Paralisação nacional de caminhoneiros
23/05/2018
REUTERS/Ueslei Marcelino
Paralisação nacional de caminhoneiros 23/05/2018 REUTERS/Ueslei Marcelino
Foto: Ueslei Marcelino / Reuters

De modo geral, as contas sobre o comportamento do Produto Interno Bruto (PIB) deste ano estão sendo reduzidas para em torno de 2 por cento, sobre cerca de 3 por cento esperados até pouco tempo atrás, e há quem fique ainda mais abaixo.

"Os alimentos que estragaram, ovos, pintinhos, legumes, hortaliças, o que se estragou nos caminhões, tudo isso é perda de PIB", disse o economista e sócio da 4E Consultoria, Juan Jensen, acrescentando que também um importante conjunto de serviços não será recuperado.

Segundo ele, as perdas durante a greve somam pelo menos 30,5 bilhões de reais em dez dias, ou o equivalente a 0,45 por cento do PIB, o que explica a redução de sua previsão de crescimento da economia neste ano a 1,45 por cento, ante 1,9 por cento.

"O impacto é muito maior que os 30,5 bilhões (de reais).
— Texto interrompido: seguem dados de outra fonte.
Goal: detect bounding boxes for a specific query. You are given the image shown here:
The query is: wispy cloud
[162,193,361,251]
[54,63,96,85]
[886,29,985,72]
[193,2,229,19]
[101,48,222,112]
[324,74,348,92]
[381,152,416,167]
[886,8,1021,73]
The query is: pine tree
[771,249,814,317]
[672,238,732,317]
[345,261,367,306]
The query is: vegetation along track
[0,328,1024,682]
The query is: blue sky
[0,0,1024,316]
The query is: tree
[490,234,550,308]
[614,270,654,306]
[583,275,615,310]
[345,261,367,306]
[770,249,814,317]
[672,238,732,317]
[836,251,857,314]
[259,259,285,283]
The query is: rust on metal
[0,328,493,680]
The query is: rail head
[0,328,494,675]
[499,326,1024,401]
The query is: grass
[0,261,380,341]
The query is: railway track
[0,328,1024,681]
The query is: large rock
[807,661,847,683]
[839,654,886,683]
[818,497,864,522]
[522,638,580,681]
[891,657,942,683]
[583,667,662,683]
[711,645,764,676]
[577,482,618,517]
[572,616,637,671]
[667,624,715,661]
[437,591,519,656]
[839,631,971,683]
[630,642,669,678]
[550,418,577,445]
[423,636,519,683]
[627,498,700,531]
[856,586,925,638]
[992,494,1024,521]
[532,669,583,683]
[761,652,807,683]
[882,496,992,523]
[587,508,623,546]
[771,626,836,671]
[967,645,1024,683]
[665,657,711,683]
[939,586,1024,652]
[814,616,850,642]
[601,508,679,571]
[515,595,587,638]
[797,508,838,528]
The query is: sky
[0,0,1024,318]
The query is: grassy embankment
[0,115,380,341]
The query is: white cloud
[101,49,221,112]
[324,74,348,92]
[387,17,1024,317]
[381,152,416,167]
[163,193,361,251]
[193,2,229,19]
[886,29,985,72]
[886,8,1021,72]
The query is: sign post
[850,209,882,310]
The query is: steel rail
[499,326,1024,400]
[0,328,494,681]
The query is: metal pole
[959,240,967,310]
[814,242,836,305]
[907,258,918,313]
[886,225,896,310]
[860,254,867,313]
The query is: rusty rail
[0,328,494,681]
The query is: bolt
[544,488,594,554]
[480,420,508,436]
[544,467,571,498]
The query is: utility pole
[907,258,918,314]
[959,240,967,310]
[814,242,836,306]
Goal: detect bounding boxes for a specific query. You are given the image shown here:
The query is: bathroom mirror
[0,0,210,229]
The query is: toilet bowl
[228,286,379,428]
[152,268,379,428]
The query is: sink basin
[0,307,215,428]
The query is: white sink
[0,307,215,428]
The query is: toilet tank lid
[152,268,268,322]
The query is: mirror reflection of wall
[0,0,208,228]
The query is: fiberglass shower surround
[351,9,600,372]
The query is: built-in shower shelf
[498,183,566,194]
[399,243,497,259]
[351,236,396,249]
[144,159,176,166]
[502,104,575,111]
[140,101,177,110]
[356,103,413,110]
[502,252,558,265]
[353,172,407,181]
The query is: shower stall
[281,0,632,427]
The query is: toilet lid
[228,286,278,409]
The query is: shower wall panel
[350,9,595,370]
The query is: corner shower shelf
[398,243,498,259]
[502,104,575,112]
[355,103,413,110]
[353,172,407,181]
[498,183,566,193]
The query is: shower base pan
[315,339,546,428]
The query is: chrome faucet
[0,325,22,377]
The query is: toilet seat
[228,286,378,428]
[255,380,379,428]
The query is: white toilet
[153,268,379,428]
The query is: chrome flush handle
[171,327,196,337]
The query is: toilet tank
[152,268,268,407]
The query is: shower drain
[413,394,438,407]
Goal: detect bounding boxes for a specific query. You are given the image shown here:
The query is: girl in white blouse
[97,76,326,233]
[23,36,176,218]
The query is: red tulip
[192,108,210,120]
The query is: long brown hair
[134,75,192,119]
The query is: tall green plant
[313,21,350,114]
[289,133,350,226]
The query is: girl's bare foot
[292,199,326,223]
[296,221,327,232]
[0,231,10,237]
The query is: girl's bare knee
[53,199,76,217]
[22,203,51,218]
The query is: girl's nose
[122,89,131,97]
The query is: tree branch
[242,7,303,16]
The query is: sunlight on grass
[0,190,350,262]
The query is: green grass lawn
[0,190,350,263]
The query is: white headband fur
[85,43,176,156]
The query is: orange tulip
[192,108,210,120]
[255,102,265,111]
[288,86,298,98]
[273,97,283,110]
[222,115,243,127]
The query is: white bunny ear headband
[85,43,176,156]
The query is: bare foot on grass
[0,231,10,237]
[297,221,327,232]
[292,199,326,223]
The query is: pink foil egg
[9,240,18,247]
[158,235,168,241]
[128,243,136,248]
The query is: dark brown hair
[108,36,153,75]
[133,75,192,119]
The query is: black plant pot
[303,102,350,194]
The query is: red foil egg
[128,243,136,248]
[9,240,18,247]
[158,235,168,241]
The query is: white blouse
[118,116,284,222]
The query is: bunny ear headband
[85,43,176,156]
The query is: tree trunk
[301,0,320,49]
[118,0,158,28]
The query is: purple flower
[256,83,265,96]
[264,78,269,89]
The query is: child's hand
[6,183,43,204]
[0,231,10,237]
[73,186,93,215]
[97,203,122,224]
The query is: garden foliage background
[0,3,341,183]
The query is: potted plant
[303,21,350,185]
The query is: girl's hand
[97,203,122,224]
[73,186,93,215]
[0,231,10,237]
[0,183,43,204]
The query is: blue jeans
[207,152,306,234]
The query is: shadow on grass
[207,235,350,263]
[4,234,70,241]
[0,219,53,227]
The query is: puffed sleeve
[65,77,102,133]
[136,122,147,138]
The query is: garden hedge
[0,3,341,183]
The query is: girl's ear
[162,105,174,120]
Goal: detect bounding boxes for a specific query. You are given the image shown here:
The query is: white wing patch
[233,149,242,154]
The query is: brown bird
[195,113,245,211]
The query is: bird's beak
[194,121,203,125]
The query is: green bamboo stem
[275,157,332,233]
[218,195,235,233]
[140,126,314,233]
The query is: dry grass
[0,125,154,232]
Esse é o valor monetário das perdas não recuperáveis", acrescentou.

A recente decisão de subsidiar o preço do diesel praticado pela Petrobras e de cortar impostos, sem haver espaço no Orçamento, para acabar com a greve dos caminhoneiros criou riscos para o cumprimento das obrigações fiscais do governo neste ano, seara que promete dor de cabeça ao sucessor de Michel Temer a partir de 2019 e traz ainda mais insegurança para os agentes econômicos.

As benesses aos caminhoneiros também enfraquecem a perspectiva fiscal do Brasil na visão da Moody's.

"Aquilo que o governo precisava fazer para ser mais austero não faz. Por que não? Porque está exposto e enfraquecido", avaliou o economista-chefe da Austin Ratings, Alex Agostini.

"(A greve) claro que coloca mais lenha na fogueira do ambiente fiscal, fica ainda mais evidente que o governo precisa ter queda de braço com as regalias que todo mundo vem dizendo, que é o custeio... mas não tem mudado, tem mantido as benesses."

As medidas adotas pelo governo para baratear o diesel têm custo fiscal total de 13,5 bilhões de reais, e reduziram muito a folga para o cumprir da meta de déficit primário de 159 bilhões de reais este ano. Mais: aumentaram em muito o custo político.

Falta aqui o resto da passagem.